Mengenang Nukman Luthfie (Konten Positif dan Tahun Politik)

Sekilas tentang Nukman Luthfie

Nukman Luthfie lahir di Semarang, 24 September 1964 - meninggal di Yogyakarta, 12 Januari 2019 pada umur 54 tahun (kemudian dimakamkan pada 13 Januari 2019 di Kendal, Jawa Tengah, Indonesia).

Beliau adalah seorang pengusaha, konsultan, dan pembicara di bidang pemasaran digital. Atas kiprah dan prestasinya di dunia pemasaran digital dan media sosial (medsos), maka ia dikenal sebagai Bapak Medsos Indonesia.

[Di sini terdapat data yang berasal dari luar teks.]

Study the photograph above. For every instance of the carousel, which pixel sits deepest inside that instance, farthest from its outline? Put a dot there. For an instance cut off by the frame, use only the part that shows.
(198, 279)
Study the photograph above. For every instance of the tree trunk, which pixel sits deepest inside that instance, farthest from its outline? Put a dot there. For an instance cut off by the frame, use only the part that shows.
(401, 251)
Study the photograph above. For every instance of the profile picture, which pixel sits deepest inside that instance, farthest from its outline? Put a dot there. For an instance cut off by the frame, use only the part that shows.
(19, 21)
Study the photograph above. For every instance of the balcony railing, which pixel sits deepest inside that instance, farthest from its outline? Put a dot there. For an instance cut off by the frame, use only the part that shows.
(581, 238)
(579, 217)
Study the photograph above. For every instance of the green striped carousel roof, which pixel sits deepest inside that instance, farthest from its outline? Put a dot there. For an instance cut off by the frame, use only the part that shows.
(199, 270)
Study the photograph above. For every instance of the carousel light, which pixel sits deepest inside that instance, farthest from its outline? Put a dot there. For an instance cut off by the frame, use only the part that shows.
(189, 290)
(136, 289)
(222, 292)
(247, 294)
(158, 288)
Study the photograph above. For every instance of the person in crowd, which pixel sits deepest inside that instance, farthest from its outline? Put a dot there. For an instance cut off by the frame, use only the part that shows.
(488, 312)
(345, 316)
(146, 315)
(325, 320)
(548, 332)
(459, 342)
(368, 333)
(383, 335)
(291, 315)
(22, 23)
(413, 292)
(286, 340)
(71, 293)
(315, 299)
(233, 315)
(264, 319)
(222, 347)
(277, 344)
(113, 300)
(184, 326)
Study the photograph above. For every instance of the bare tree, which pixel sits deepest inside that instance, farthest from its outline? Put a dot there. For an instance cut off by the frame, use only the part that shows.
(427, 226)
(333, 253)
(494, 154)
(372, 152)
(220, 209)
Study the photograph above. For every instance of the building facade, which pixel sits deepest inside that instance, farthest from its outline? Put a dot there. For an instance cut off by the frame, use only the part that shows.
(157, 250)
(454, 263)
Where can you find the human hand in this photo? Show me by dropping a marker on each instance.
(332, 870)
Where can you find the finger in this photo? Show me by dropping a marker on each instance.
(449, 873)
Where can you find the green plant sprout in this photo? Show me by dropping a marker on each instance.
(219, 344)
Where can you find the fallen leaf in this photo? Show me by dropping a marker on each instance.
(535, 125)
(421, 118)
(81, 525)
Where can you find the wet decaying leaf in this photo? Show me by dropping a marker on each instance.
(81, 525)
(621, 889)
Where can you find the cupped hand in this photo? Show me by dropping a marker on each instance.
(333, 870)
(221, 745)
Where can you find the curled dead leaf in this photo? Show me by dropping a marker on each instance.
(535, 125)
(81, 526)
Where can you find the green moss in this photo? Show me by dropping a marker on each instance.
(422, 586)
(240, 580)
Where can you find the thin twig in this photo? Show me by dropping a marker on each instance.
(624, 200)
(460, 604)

Nukman mengecap bangku pendidikan menengahnya di SMA 3 Semarang pada 1981, dan melanjutkan ke Teknik Nuklir Universitas Gajah Mada pada tahun 1983.

Sebelumnya ia adalah seorang jurnalis di Bisnis Indonesia dan Majalah SWA. Ia mulai berkiprah di bidang internet sejak menjadi Content Manager PT Agranet Multicitra Siberkom (AGRAKOM) dan kemudian menjabat Internet Services Director.

Agrakom inilah yang melahirkan situs berita Detik.com pada tahun 1998. Nukman kemudian menjadi Direktur Marketing Detik.com pada 1999. Pada tahun 2003, ia mundur dari Detik.com dan mendirikan Virtual Consulting yang bergerak di bidang konsultan digital marketing.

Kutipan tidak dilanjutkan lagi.